There are extra rules about nuisance and antisocial behaviour for HMO landlords. A HMO is a property shared by at least 3 unrelated people. If you have HMO properties, you have to stick to
There are fewer rules for landlords of properties that are not HMOs. But, you may still get complaints about your tenants. It's important to deal with these complaints fairly.
Councils are responsible for investigating noise complaints. Most complaints are dealt with informally, but the council can serve a legal notice on a person causing nuisance noise requiring them to stop. This is usually on the tenant, but it could be on the landlord.
It is more likely that a neighbour will contact you to complain about noisy tenants. If this happens, you should
- listen respectfully to the neighbour's complaints
- investigate to see if your tenants are causing a nuisance
- give the tenants a warning if they are causing a nuisance.
Problems with rubbish
You must provide the right bins for your property if it is a HMO.
The law is unclear on providing bins for other properties, but tenants expect a landlord to do this.
Make sure your property's bins are clearly labelled. Bin theft is not unusual in certain areas. Unless the tenants' negligence caused the theft, you should pay for a replacement bin.
Tenants are responsible for making sure that rubbish is put out and collected. You should make sure your tenants know the bin collection timetable. You could
- include details in the tenancy agreement
- put stickers on the bins
- put a notice up in the property.
The council can issue a penalty notice if someone is not disposing of rubbish properly.
Problems between housemates
Problems between housemates can get so bad that one tenant wants to leave. Your tenants may ask you to get involved in the dispute, but it can be very difficult to come up with a solution.
Mediation may be the best solution in these cases.
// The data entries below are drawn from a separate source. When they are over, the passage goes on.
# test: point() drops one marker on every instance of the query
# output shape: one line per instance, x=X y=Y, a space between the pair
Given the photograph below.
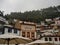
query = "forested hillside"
x=35 y=15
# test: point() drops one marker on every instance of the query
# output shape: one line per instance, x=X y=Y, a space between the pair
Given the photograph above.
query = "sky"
x=9 y=6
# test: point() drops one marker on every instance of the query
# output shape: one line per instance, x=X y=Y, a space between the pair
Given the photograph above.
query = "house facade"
x=28 y=29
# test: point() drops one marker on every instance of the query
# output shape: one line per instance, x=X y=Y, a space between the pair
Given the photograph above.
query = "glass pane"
x=10 y=30
x=50 y=39
x=15 y=31
x=46 y=39
x=56 y=39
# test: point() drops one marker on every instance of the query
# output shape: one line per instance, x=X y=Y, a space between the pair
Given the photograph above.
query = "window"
x=10 y=30
x=50 y=39
x=1 y=30
x=32 y=34
x=56 y=39
x=23 y=34
x=28 y=34
x=59 y=38
x=46 y=39
x=15 y=31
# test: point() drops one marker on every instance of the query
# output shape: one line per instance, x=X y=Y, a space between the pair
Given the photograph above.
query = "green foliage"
x=35 y=15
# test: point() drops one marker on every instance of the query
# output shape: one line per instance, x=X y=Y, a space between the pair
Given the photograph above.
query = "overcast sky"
x=25 y=5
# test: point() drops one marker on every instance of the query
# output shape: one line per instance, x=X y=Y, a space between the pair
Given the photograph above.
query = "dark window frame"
x=15 y=31
x=9 y=30
x=46 y=39
x=50 y=39
x=56 y=39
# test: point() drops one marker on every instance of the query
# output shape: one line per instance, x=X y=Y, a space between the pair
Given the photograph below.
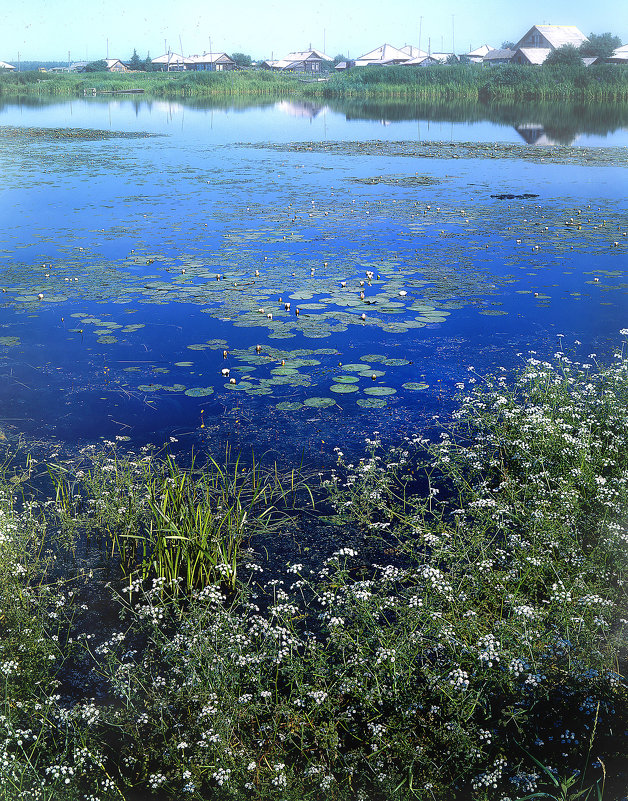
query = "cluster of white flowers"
x=489 y=649
x=459 y=679
x=221 y=776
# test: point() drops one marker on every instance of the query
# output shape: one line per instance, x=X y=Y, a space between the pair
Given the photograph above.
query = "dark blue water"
x=130 y=234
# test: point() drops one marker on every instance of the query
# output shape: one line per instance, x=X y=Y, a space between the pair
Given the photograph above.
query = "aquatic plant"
x=462 y=638
x=461 y=81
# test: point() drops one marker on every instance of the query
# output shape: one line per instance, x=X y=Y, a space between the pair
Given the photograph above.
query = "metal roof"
x=480 y=51
x=412 y=51
x=302 y=55
x=382 y=55
x=557 y=35
x=209 y=58
x=535 y=55
x=169 y=58
x=501 y=54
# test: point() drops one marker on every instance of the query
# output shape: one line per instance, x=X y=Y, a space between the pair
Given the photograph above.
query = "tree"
x=567 y=56
x=96 y=66
x=135 y=62
x=601 y=45
x=242 y=60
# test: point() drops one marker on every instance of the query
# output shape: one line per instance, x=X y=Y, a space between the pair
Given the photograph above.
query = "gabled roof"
x=420 y=61
x=303 y=55
x=382 y=55
x=557 y=35
x=501 y=54
x=480 y=52
x=210 y=58
x=441 y=57
x=534 y=55
x=412 y=51
x=169 y=58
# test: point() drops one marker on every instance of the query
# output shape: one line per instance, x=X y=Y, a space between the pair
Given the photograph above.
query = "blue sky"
x=48 y=29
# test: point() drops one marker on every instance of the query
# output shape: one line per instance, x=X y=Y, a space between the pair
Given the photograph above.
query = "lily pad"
x=380 y=391
x=371 y=403
x=415 y=385
x=343 y=388
x=354 y=368
x=199 y=392
x=319 y=403
x=395 y=362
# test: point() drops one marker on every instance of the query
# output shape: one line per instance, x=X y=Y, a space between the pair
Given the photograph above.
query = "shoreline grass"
x=463 y=637
x=599 y=83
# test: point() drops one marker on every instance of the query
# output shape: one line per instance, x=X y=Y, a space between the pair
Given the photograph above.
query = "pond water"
x=346 y=264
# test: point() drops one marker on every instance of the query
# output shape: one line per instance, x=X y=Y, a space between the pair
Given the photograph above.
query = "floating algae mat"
x=614 y=156
x=278 y=283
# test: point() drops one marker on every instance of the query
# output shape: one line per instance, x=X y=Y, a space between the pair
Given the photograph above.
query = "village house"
x=383 y=56
x=413 y=52
x=305 y=61
x=420 y=61
x=499 y=56
x=115 y=65
x=535 y=46
x=620 y=56
x=169 y=62
x=210 y=62
x=477 y=56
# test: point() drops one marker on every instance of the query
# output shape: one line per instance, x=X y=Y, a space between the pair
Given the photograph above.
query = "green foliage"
x=96 y=66
x=465 y=644
x=468 y=82
x=601 y=45
x=567 y=55
x=242 y=59
x=135 y=62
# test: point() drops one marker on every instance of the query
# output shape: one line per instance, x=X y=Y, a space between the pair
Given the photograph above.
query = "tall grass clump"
x=180 y=526
x=598 y=83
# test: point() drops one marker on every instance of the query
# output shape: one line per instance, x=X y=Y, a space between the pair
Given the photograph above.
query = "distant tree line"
x=600 y=45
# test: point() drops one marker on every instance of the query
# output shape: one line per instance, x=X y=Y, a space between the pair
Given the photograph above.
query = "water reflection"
x=533 y=134
x=537 y=123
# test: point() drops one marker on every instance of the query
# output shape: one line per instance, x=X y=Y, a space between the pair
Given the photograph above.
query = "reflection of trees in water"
x=559 y=123
x=534 y=134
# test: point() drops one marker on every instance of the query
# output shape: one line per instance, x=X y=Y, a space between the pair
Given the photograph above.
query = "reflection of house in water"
x=300 y=108
x=534 y=134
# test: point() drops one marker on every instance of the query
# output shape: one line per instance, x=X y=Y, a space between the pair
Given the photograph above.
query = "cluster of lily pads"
x=370 y=261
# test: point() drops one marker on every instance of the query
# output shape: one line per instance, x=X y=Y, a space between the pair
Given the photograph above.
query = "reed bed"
x=461 y=636
x=599 y=83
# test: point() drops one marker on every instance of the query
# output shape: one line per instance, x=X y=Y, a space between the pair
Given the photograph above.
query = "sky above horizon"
x=46 y=30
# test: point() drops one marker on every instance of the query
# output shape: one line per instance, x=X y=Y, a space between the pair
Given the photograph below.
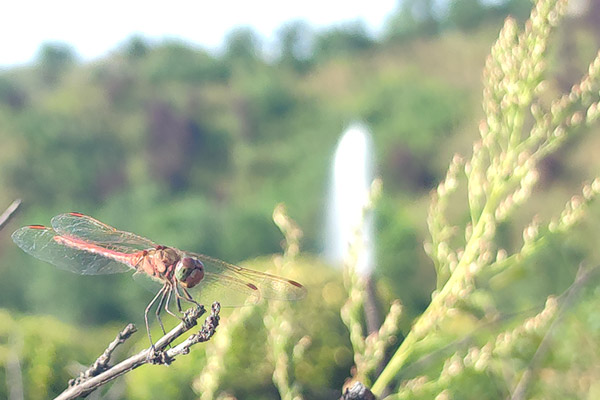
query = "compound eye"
x=189 y=272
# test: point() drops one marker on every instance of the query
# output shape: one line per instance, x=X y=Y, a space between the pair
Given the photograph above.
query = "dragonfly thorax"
x=189 y=271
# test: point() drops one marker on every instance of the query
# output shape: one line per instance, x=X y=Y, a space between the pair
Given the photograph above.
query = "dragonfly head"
x=189 y=271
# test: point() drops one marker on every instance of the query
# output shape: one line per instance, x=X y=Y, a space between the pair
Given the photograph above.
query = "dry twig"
x=101 y=373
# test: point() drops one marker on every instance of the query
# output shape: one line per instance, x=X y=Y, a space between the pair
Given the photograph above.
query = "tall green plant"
x=518 y=131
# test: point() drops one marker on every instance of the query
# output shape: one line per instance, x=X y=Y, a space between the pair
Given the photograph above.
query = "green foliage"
x=38 y=354
x=194 y=150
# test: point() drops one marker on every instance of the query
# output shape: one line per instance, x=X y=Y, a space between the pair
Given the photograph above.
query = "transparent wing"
x=242 y=279
x=91 y=230
x=228 y=291
x=44 y=243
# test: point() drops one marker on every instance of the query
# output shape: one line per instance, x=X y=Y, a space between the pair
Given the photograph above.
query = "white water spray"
x=349 y=193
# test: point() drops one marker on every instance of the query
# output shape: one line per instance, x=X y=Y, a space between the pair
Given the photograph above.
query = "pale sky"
x=94 y=28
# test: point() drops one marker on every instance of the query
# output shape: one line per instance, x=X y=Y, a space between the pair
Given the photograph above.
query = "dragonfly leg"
x=166 y=295
x=167 y=305
x=160 y=293
x=190 y=298
x=178 y=297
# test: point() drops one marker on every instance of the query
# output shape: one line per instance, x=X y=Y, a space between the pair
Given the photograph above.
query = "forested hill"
x=195 y=149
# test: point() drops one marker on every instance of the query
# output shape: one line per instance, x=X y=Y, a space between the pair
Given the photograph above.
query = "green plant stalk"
x=438 y=303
There is a free housing mediation service for registered landlords. You can ask your tenants to take part in this if they have a dispute.
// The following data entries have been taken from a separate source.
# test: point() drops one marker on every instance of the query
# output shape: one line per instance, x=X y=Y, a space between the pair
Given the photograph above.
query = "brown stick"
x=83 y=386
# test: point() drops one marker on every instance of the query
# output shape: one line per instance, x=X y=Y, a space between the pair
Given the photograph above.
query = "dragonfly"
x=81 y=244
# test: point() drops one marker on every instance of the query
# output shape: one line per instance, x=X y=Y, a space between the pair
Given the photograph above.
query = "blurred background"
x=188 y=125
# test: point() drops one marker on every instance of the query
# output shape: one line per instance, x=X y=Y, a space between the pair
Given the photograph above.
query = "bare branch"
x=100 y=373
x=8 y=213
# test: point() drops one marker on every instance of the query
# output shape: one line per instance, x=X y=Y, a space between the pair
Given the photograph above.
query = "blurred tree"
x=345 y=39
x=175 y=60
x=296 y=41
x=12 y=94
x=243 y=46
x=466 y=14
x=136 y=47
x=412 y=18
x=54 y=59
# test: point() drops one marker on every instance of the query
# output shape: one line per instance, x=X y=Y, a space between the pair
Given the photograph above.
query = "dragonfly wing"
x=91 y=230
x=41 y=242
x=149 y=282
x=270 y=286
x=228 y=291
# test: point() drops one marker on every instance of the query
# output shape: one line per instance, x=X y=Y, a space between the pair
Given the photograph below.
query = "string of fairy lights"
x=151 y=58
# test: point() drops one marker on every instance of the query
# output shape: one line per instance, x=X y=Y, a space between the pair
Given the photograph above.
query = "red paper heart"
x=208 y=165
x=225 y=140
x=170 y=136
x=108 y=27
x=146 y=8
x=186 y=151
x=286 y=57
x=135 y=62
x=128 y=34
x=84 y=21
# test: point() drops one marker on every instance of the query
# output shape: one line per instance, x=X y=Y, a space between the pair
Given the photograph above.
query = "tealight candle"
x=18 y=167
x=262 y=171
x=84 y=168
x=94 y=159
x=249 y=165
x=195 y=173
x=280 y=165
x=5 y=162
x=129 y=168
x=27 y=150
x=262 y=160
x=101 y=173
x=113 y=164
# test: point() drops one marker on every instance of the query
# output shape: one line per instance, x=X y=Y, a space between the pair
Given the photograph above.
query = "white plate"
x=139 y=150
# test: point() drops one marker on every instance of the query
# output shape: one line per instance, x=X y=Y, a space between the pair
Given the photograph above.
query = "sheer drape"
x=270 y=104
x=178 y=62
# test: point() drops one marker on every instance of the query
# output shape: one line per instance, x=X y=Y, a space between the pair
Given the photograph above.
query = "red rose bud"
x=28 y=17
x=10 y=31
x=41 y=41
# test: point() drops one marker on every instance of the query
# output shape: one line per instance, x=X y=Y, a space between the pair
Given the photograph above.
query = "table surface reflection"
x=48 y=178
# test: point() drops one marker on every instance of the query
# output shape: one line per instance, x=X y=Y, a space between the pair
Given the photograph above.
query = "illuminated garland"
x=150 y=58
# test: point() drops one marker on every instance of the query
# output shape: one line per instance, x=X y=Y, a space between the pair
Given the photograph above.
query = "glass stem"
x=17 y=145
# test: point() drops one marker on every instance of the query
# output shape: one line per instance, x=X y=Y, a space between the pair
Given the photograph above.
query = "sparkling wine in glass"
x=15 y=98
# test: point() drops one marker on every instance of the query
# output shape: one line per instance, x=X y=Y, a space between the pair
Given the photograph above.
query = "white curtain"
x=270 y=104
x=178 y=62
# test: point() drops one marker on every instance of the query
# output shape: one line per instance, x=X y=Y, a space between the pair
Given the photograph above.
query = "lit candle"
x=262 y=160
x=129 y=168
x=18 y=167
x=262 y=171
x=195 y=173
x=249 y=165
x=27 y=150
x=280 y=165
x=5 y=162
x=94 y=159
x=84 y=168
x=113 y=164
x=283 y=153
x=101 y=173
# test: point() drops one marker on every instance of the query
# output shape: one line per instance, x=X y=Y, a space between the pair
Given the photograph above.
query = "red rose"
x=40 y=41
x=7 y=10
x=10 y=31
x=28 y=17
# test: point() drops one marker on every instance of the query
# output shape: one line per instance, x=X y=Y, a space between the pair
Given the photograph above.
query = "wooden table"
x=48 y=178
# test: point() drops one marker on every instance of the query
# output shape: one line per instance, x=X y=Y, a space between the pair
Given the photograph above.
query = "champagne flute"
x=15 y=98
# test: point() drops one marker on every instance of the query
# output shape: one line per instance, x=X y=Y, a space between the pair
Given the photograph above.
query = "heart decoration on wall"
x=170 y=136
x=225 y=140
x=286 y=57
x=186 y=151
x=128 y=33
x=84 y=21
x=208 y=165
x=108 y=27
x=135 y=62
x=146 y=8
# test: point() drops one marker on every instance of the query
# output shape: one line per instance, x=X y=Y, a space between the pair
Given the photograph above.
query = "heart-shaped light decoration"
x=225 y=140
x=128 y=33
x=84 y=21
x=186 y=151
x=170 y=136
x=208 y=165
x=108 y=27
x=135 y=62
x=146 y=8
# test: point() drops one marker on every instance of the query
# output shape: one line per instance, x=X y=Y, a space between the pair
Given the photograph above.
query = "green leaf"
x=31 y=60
Get advice if tenants want you to evict a housemate because of their behaviour. This isn't a simple problem to solve.
How to deal with tenants who are causing nuisance
There are often reasons for someone's difficult behaviour. Your tenant may need support to manage their tenancy. You cannot force a tenant to ask a support agency for help, but you can tell a tenant about different services.
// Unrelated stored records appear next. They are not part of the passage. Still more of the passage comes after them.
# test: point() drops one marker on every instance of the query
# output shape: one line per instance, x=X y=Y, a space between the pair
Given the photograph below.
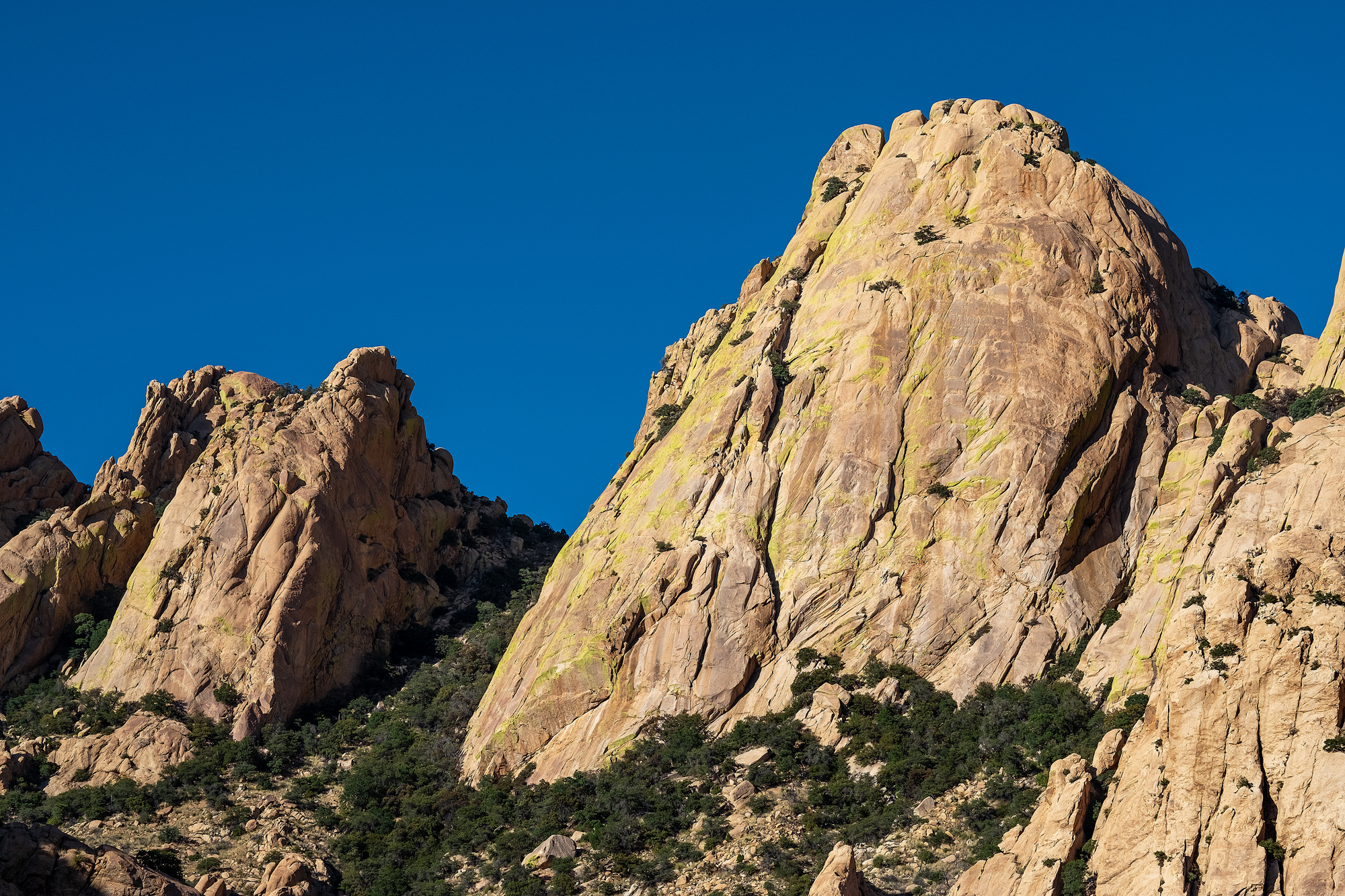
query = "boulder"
x=840 y=876
x=825 y=712
x=142 y=749
x=14 y=764
x=293 y=876
x=552 y=848
x=1032 y=858
x=41 y=858
x=301 y=532
x=896 y=469
x=753 y=756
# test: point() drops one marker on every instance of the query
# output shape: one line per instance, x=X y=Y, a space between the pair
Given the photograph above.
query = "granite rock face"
x=32 y=479
x=945 y=409
x=302 y=530
x=40 y=858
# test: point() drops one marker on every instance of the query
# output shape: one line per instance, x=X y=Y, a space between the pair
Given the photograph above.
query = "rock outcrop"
x=840 y=876
x=40 y=858
x=1032 y=858
x=879 y=450
x=32 y=479
x=301 y=533
x=141 y=749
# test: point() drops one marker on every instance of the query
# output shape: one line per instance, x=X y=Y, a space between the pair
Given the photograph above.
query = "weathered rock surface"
x=293 y=876
x=1032 y=857
x=552 y=848
x=878 y=450
x=32 y=479
x=142 y=749
x=40 y=858
x=840 y=876
x=301 y=533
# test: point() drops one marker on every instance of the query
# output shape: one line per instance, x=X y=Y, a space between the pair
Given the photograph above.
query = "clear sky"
x=528 y=202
Send tenants a written warning if they have been causing a nuisance. Be clear about what will happen if the behaviour does not improve.
Your tenancy agreement should have a term about nuisance to neighbours. You could take action to evict the tenants if
- they repeatedly or seriously break this term, and
- their behaviour does not improve after a warning.
The Housing Mediation Service may be able to help you settle a dispute with a tenant.